A little-studied liver protein may be responsible for the well-known benefits of exercise on the aging brain, according to a new study in mice by scientists in the UC San Francisco Eli and Edythe Broad Center for Regeneration Medicine and Stem Cell Research.
The results of research in mice suggest that a little-studied liver enzyme called Gpld1 may be responsible for the well-known benefits of exercise on the aging brain, and that its regenerative effects may be transferrable directly from one animal to another.
The findings could lead to new therapies to confer the neuroprotective effects of physical activity on people who are unable to exercise due to physical limitations.
“If there were a drug that produced the same brain benefits as exercise, everyone would be taking it,” said Saul Villeda, PhD, a UCSF assistant professor in the departments of anatomy and of physical therapy and rehabilitation science.
“Now our study suggests that at least some of these benefits might one day be available in pill form.” Research lead Villeda is senior author of the team’s published paper in Science, which is titled, “Blood factors transfer beneficial effects of exercise on neurogenesis and cognition to the aged brain.”
Exercise is one of the best-studied and most powerful ways of protecting the brain from age-related cognitive decline. Exercise has been shown to improve cognition in individuals at risk of neurodegenerative diseases such as Alzheimer’s disease (AD) and frontotemporal dementia, even for individuals who carry rare gene variants that inevitably lead to dementia.

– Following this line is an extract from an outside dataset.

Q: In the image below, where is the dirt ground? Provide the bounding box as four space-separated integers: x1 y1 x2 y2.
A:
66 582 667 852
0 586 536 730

“In the context of dementia-related neurodegenerative diseases, exercise is correlated with reduced risk for cognitive decline in the elderly, improves cognition in populations at risk for AD, and is associated with better neurobehavioral outcomes even in autosomal dominant AD,” the scientists wrote.
However, not everyone is able to exercise regularly as they get older, perhaps due to physical limitations or other disabilities. “Despite the evident benefit of exercise, its application is hindered in the elderly, as physical frailty or poor health can decrease a person’s ability or willingness to exercise,” the authors continued. Researchers have long searched for strategies that could confer some of the same neurological benefits of exercise to people with low physical activity levels.
Villeda’s lab has previously shown that biological factors present in the blood of young mice can rejuvenate the aging mouse brain, and conversely, factors in the blood of older mice can bring on premature age-related cognitive decline in young mice. “… transfer of blood from young animals, either by heterochronic parabiosis (in which young and old circulatory systems are joined) or by administration of young blood plasma, improves regenerative capacity and cognition in aged mice,” the authors noted.